Un tout jeune groupe effectue une apparition éclatante dans le paysage musical français avec un premier album remarquable dont la fulgurance électrique n’a d’égale que la puissance poétique.
Devant un groupe baptisé Mauvais Sang, difficile de ne pas s’attarder d’abord sur ce nom, qui rappelle évidemment tout de suite l’iconique film éponyme de Leos Carax (avec Denis Lavant et Juliette Binoche, couple de feu pour l’éternité). Ledit film emprunte lui-même son titre à un poème d’Arthur Rimbaud, figurant dans Une saison en enfer.
L’allégeance à Carax s’impose avec d’autant plus d’évidence que Denis Lavant donne brièvement de la voix – aujourd’hui bien éraillée – sur deux morceaux, à commencer par celui d’ouverture (Introduction). Elle se perçoit en outre dans la dimension très cinématographique de l’univers du groupe, dont les chansons évoquent souvent des (plus ou moins) courts métrages sonores, extrêmement imagés.
Entre calme et tempête
Quant à l’encre noire de Rimbaud, elle circule sans nul doute dans leurs veines. Tendant vers une poésie sombre et tourmentée, les paroles (toutes en français) – dont la sonorité importe autant que le sens – expriment ainsi la plus vive intranquillité et jaillissent à travers des compositions musicales au diapason, porteuses d’un rock sous haute tension, en équilibre instable entre calme et tempête. Très majoritaires, les chansons orageuses, parcourues de magnifiques spasmes électriques, sont inévitablement celles qui secouent le plus. Citons par exemple Décor, bombinette fulminante, Bushman Hole, rêverie cataclysmique, Corps, incantation convulsive, et, last but not least, Quand Disparaître, mélopée graduelle au crescendo final dévastateur (qui termine l’album de façon particulièrement foudroyante).

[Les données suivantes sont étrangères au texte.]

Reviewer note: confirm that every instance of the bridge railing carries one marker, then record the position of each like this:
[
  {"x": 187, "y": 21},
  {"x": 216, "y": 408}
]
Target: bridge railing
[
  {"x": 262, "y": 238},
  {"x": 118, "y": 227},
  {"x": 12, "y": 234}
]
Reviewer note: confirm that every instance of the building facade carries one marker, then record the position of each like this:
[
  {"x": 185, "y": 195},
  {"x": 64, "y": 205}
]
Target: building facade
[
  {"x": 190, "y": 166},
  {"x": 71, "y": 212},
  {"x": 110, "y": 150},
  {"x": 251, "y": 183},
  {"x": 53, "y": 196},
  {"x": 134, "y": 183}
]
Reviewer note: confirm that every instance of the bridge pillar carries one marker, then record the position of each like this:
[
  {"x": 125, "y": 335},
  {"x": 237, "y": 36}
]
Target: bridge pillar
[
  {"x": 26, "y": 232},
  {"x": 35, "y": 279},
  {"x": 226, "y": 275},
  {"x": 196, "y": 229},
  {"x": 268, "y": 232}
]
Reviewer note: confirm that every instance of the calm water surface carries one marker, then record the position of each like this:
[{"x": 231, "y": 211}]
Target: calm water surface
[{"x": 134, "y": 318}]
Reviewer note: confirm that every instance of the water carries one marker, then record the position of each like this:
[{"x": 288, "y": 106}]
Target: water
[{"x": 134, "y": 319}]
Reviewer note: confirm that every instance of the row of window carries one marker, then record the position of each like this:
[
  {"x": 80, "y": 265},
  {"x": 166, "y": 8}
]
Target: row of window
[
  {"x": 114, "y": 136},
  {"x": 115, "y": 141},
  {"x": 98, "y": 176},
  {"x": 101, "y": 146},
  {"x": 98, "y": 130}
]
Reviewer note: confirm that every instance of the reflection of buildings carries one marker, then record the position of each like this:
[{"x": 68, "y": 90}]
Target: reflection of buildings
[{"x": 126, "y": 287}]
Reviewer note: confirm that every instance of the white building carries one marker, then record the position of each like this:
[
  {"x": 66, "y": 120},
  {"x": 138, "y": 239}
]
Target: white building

Loin de faire du remplissage, les chansons moins virulentes (Le Refuge de la Vormaine, Monument, Venus Anadyomène) sont presque des ballades. Elles s’avèrent également très ardentes et participent pleinement à l’éclat de l’ensemble. Si l’on pense parfois à Dominique A (surtout celui de Remué), Feu! Chatterton ou Ulan Bator (groupe majeur du post-rock français, hélas un peu oublié), Mauvais Sang affirme pourtant une très forte personnalité avec Des corps dans le décor. En dépit de son titre discutable, ce premier album impressionne vraiment. Précision non négligeable : les membres du groupe – Léo Simond (chant), Mathis Saunier (guitare), Marion Pozderec (harpe), Valérian Burki (basse), Antoine Vercellotti (batterie) – n’ont même pas vingt-cinq ans. On a hâte d’entendre ce que leur futur nous réserve.
Des corps dans le décor (December Square/Kuroneko). Sortie le 8 avril.